Wednesday, November 5, 2008

Internal conflict and the essence of character

This is an addendum to my last post on discovery and decision. As I read on in Janet Burroway's book Writing Fiction - yes, I personally drive the consumer market for books on writing - I came to a passage where she crystallized the idea of character (or dramatic character anyhow). She refers to "conflict that is the essence of character".

I was once warned away from thinking of stories in terms of the classic term conflict, because the word suggested something negative. But within the context of viewing stories as a cycles of discovery and decision, conflict seems apt because every decision involves conflicting choices. Otherwise, we are left with a bland tale indeed.

At the macro level, the antipodal positions of conflict have been used to categorize fiction: man vs. man; man vs. nature; man vs. self. (The best stories, of course, resolve back to the latter of the three, even it outwardly they present some version of the first two.)

At an even more abstract level the complication-resolution model also implies conflict.
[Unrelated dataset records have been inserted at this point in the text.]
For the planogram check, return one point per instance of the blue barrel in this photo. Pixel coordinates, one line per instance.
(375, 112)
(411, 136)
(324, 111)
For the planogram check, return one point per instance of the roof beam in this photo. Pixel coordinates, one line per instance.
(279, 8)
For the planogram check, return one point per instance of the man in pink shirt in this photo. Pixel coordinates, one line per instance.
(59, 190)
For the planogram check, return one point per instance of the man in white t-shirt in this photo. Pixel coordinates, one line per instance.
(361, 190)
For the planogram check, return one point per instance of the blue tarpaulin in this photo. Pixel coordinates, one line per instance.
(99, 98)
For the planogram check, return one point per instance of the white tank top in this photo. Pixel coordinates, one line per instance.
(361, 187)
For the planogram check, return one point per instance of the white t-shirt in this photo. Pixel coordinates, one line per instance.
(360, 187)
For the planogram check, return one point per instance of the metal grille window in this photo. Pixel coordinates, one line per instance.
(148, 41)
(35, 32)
A complication introduces an imbalance in a character's life that can only be resolved - barring an act of God - by action on the part of the character, even if this action is completely internal, such as coming to peace with a situation.

The pitfall with using "conflict" in conceptualizing stories, as my teachers warned, is that the word connotes "aggression." Would could take this to mean "angry" or "violent," adjectives that apply to a limited number of characters.

In short, internal conflict seems like a good way to describe a state of mind of a post-discovery character who must make a decision - be it a decision that resolves a story's main complication or a decision that solves some minor disturbance. How the character acts at the moment of conflict tells us about her soul.